Joseph Zappia, co-chief investment officer at investment advisory firm LVW Advisors, also said it is important to act before the recession begins to protect savings. He advised investors to look Series I Savings Bondswhich are backed by the US government and return inflation rates on an annual basis to protect their portfolios as consumer prices rise.

“It’s more about making a plan before the recession. There’s an old saying that Noah didn’t wait for the rain to start before making his ark rings,” Zappia said.

Then there is the most common safe-haven asset. Data shows that gold outperforms stocks in times of economic turmoil. For example, during the Great Recession, the value of gold increased dramatically, increasing by 101.1% from 2008 to 2010, according to a bureau of labor statistics report,

“As a safe haven asset, a small allocation to gold can have a meaningful impact on overall portfolio volatility and the performance of long-term investors who seek stability in negative market environments and external shocks to capital markets,” said Jeff Wagner, A senior fellow at LVW Advisors told Good luck,

Diversify your portfolio

Experts say a well-diversified portfolio is another way to help prevent serious losses during a recession.
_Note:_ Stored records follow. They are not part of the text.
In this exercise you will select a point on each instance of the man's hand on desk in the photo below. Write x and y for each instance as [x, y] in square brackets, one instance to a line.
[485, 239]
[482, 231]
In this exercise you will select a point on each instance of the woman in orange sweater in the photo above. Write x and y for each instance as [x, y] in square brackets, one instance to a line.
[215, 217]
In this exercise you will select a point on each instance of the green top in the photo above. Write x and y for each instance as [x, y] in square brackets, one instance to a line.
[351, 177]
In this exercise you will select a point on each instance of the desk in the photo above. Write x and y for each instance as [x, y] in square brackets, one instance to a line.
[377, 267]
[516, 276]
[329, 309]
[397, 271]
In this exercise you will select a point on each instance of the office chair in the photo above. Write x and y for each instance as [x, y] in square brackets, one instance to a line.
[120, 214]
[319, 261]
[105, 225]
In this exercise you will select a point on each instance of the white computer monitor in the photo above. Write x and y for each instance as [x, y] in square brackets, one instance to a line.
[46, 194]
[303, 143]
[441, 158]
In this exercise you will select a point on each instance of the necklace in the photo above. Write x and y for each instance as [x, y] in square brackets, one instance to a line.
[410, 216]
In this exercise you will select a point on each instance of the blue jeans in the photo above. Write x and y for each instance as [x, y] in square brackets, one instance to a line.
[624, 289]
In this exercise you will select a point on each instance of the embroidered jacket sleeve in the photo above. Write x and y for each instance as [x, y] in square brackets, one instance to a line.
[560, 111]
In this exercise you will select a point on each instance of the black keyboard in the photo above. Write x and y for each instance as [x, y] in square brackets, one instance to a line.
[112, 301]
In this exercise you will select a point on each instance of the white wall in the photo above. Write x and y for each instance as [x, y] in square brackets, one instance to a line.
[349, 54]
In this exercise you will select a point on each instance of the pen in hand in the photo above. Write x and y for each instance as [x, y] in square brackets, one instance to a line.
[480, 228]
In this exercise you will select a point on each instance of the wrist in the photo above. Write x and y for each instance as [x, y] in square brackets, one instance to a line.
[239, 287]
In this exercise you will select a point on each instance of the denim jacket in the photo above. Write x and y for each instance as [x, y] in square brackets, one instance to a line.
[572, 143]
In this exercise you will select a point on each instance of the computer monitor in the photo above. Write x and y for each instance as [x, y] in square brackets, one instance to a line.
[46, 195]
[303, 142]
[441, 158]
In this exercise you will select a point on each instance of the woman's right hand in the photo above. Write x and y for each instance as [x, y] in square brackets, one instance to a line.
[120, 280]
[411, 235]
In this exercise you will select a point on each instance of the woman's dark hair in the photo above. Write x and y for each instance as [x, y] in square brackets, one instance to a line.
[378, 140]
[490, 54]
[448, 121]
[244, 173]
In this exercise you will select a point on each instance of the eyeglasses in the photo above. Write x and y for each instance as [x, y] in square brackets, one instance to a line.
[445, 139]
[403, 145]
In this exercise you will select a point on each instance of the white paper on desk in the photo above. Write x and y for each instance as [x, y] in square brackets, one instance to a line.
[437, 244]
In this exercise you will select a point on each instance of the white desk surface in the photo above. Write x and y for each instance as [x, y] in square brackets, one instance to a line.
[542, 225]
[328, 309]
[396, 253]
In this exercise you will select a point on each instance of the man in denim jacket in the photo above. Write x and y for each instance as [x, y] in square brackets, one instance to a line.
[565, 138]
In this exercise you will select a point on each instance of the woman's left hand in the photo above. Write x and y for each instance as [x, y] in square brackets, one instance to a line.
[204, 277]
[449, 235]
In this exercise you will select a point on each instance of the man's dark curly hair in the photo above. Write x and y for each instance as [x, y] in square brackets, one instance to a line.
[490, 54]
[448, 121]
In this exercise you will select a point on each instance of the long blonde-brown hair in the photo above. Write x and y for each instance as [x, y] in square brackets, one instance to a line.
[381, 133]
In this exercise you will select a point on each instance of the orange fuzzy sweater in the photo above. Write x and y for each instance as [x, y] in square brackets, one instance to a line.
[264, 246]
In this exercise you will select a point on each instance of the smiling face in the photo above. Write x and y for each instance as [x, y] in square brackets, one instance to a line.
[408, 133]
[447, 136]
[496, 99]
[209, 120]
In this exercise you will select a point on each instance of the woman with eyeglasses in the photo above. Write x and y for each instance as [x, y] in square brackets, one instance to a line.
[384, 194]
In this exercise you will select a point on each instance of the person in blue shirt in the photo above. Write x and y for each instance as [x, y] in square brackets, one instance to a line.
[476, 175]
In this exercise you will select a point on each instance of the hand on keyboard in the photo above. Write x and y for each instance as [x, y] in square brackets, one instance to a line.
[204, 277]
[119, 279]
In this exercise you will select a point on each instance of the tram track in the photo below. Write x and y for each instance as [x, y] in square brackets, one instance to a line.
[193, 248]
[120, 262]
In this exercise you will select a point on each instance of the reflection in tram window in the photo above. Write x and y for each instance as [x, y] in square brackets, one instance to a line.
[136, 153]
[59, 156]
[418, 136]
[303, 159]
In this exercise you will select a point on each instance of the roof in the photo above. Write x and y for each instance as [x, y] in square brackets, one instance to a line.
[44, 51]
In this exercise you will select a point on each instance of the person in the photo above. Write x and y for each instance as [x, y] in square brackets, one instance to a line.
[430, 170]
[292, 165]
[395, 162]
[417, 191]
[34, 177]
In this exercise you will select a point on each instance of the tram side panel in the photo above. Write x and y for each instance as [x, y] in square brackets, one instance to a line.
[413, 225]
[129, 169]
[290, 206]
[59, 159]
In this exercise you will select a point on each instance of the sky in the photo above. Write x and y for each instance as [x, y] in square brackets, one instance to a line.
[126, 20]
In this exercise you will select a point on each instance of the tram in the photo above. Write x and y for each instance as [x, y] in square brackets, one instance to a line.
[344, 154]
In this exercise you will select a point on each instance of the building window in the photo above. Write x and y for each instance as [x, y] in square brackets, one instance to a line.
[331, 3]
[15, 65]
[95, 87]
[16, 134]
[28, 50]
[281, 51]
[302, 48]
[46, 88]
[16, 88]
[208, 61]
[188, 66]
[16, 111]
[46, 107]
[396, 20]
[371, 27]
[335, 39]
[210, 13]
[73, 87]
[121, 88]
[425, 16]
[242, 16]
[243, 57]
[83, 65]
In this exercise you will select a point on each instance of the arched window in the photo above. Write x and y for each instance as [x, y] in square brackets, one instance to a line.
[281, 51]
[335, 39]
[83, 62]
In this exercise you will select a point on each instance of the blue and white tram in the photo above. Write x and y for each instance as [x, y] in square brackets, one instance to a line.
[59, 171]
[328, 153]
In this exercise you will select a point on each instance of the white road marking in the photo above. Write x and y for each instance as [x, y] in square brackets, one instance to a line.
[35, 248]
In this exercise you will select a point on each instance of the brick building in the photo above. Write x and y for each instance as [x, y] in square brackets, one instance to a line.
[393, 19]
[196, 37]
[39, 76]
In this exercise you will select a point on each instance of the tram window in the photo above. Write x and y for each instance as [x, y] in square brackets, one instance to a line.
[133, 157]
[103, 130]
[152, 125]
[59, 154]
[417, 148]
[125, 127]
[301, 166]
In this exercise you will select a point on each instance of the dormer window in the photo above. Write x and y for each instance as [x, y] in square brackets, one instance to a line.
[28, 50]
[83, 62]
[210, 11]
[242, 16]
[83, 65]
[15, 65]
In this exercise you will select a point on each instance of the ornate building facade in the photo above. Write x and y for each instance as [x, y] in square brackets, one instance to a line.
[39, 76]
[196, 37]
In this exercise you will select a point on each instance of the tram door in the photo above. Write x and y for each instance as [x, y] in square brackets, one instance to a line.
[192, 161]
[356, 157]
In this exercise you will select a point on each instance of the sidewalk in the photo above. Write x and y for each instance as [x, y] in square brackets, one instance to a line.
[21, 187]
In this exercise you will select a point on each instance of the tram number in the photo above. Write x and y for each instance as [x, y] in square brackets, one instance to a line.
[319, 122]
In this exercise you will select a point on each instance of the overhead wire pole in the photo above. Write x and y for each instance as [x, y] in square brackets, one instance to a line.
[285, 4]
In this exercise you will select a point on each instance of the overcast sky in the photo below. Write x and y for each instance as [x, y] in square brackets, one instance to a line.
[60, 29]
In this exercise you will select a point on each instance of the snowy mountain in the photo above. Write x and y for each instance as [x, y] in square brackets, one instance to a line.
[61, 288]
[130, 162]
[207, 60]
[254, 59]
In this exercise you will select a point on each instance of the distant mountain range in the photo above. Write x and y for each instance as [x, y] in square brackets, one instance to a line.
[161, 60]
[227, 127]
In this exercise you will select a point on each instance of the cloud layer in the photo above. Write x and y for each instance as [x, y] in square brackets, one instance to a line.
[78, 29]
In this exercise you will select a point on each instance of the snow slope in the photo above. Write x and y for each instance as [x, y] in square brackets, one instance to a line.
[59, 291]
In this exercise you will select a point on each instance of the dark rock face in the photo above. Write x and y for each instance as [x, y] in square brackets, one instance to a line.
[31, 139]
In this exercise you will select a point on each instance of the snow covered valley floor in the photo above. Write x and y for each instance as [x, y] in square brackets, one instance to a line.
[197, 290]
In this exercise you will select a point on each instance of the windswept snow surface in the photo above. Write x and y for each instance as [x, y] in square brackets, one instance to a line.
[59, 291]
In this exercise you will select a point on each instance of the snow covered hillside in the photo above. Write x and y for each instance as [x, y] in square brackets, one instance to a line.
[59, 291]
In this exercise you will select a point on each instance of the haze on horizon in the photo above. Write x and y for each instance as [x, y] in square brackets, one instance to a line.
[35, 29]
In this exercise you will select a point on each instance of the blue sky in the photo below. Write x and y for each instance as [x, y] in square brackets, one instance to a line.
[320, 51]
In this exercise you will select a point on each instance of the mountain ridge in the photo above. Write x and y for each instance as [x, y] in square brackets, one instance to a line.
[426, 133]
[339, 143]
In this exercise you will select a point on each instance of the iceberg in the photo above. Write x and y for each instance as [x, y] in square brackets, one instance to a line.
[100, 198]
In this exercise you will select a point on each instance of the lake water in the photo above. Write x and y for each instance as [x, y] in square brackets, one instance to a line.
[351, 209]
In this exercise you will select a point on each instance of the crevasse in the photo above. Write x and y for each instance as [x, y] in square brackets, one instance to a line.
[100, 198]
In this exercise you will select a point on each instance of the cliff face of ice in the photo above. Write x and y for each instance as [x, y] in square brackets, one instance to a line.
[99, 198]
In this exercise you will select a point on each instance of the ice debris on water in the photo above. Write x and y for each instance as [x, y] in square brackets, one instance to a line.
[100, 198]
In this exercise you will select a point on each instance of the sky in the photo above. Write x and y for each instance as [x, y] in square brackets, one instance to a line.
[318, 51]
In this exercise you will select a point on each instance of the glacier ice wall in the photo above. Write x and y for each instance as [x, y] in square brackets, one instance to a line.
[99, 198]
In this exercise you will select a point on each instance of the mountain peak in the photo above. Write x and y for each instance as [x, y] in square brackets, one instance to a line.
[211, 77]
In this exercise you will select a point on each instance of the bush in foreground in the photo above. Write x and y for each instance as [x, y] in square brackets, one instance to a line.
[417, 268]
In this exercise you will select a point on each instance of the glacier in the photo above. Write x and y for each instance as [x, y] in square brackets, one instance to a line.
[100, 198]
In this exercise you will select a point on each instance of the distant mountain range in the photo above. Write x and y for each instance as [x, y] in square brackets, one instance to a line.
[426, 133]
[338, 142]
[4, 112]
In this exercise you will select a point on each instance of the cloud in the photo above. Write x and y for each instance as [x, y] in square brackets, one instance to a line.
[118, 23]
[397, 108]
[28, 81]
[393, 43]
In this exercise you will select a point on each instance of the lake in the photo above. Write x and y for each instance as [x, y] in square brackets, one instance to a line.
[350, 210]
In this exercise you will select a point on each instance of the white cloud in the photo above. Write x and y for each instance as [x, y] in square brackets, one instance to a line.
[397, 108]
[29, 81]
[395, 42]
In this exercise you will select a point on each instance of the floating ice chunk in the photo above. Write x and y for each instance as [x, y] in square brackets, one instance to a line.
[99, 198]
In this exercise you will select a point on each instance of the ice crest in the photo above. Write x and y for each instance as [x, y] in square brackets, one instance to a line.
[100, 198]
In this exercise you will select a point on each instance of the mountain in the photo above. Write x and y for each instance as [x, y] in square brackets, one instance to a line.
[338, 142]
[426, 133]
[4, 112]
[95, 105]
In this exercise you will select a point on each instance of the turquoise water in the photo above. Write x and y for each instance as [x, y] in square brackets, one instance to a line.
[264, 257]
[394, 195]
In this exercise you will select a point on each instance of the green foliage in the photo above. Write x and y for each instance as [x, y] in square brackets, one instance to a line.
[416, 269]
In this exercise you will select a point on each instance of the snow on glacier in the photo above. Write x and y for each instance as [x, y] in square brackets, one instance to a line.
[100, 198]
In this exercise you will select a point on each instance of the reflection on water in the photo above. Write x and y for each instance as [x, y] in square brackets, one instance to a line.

“Sage’s advice is to build a portfolio that can withstand volatility by being well-diversified (including fixed income, equities, alternative investments, private equity, and real assets),” says John Aconiak, CFP, an independent investment firm. Managing partner advisory firm Bordeaux Wealth Advisors told Good luck,

While many investors have flocked to high-flying tech stocks and exchange-traded funds over the years, it’s important to remember that historically, tech-heavy Nasdaq performed poorly during the recession.

The index fell more than 80% during the few years following the dot-com bubble, and during the Great Recession, it fell 46% from November 2007 to November 2008 alone.

So it may be prudent to focus on diversification and look for alternatives to reduce losses.

Zapia said, “A well-diversified portfolio of quality stocks, safe fixed income including inflation-protected U.S. Treasury securities, and diversifiers like real estate (or other options for qualified investors) can be helpful in reducing losses.” “

Remember that not every recession is the Great Recession

While recession fears are spreading like wildfire, it is also helpful to remember that not every recession is as painful as the Great Recession.

“It’s important to differentiate between varying severity of recessions,” said John Ingram of Crestwood Advisors.

Ingram noted that the Great Recession of 2008/09 was a banking crisis that led to a deep, prolonged recession. But in today’s economy, the balance sheets of US banks remain strong, making it “unlikely” that the US will experience the recession at that time.

“Clients should understand that given the low growth outlook, recessions may be more common and will most likely be less impactful for the portfolio than the Great Recession of 2008/09,” Ingram explained. “Maybe investors can allay some of the fear associated with the recession.”